The Role of Plantation Forests in Fostering Ecological Restoration: Experiences from East Africa
Eastern Africa harbours 3 of the 34 global biodiversity hotspots: the Eastern Afromontane, the Horn of Africa and the Coastal Forests of Eastern Africa hotspots. Most importantly, east Africa is a world-renowned region for its high concentrations of diverse wildlife resources. Unfortunately, the biological richness of the region is degrading at an alarming rate (Nair, 2006).
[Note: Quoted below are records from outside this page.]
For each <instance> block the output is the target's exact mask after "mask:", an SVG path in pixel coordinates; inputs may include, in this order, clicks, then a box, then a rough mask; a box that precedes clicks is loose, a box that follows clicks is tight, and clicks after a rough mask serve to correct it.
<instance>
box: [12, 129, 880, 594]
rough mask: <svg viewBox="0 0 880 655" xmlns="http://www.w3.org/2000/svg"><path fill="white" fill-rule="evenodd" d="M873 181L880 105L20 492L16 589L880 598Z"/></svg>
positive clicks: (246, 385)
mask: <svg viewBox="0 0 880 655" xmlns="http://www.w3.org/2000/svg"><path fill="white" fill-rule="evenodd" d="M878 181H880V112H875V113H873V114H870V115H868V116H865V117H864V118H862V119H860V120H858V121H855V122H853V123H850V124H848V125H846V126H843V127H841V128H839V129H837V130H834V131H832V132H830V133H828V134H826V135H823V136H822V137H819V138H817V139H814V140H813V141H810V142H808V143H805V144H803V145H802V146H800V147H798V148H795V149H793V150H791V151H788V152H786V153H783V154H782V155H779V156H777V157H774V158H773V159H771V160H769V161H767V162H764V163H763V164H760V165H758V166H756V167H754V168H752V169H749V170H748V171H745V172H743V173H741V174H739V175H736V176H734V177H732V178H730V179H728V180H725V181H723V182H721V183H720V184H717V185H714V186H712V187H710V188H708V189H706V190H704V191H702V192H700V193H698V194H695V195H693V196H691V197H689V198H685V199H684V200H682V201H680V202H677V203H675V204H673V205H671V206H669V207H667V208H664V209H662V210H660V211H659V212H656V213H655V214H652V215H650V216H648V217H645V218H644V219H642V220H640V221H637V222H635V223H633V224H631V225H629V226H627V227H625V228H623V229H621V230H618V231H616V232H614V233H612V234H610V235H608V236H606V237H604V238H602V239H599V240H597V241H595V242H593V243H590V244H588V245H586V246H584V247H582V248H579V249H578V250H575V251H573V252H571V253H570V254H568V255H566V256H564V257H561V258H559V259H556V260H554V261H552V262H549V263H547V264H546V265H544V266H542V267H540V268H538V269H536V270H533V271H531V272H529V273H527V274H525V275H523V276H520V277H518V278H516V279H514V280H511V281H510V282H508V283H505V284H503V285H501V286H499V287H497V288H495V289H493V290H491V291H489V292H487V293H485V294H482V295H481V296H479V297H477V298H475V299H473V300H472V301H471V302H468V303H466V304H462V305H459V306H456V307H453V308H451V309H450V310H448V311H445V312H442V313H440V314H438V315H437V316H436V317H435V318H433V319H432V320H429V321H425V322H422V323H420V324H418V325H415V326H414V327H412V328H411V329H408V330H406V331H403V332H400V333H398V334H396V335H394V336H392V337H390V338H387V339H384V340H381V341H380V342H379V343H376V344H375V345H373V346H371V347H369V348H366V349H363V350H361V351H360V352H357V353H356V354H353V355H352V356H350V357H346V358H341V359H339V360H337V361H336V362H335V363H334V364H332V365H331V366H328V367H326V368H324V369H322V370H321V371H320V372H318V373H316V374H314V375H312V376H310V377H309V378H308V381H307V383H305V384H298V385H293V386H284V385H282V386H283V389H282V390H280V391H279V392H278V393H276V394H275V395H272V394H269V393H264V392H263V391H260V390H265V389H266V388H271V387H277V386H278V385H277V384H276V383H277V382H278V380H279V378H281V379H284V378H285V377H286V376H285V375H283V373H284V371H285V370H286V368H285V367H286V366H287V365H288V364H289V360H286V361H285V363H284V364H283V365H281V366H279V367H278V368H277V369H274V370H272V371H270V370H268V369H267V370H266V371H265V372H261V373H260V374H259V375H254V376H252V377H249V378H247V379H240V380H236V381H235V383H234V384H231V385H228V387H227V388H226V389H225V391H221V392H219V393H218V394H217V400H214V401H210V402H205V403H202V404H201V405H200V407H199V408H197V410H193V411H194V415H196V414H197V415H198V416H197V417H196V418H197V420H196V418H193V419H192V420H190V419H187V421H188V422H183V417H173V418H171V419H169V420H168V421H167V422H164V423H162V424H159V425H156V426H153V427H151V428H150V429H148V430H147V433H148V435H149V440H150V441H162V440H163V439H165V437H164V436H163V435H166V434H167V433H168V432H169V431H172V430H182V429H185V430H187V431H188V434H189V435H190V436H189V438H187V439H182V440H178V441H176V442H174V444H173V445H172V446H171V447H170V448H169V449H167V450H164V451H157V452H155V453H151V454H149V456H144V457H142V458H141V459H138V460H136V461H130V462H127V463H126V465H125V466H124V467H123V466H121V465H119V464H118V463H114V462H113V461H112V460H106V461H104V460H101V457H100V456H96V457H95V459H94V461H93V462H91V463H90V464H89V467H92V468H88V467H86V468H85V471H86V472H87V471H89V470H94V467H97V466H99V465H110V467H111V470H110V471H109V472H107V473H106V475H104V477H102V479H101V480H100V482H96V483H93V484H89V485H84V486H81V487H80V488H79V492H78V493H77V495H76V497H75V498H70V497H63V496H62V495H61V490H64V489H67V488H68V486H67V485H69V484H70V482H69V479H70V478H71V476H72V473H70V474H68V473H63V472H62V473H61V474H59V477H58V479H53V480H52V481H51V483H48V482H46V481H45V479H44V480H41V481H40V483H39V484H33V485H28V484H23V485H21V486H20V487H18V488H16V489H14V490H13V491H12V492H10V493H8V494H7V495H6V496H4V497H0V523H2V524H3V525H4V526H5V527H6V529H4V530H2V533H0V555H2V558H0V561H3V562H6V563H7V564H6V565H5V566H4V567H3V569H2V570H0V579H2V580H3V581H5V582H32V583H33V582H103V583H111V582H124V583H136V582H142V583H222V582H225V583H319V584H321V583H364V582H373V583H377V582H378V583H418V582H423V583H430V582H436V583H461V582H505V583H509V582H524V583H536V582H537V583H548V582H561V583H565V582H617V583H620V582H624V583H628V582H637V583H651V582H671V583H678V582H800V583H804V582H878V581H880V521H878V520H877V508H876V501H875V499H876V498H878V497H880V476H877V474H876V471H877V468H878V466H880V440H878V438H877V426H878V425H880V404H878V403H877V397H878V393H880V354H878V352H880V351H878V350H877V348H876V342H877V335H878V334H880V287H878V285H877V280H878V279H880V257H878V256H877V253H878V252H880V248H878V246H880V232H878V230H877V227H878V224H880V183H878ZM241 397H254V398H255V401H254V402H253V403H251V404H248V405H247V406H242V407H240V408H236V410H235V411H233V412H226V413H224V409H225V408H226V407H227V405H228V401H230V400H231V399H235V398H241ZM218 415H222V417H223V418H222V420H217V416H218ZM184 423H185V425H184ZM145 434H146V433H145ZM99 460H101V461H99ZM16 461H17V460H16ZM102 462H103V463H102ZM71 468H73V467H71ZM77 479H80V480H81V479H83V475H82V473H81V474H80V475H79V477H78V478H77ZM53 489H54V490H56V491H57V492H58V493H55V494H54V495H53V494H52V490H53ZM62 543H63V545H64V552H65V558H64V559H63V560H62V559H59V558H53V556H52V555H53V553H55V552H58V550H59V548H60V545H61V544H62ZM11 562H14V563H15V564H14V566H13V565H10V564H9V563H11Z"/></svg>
This highlights the urgency for large-scale conservation efforts to avert irreversible degradation. The challenge, however, is how these rich bio-resources of national, regional and international heritage can best be conserved. The fact that the biodiversity resources are largely degraded implies that restoration is needed; conservation alone is not enough. Degradation does not only imply the disappearing vegetation but also the deterioration of biophysical conditions of a site that may become barriers for self-recovery. The abiotic and biotic ecological conditions that characterize degraded lands include:
• low stock and quality of seeds and other propagules of native species in the soil seedbank;
• primacy of seeds of aggressive (competitive) grasses in the soil seedbank; • low numbers of animal-dispersed seed as a result of both low visitation by
disperser animal community and increased isolation of degraded sites from remnant forest patches;
• high incidence of herbivory; and • unfavourable ecological conditions such as poor soil quality, high desiccation
and strong direct irradiance (Ashton et al, 2001; Lamb et al, 2005; Cummings et al, 2005; Lemenih and Teketay, 2005; McNamara et al, 2006; Wassie et al, 2009a and b).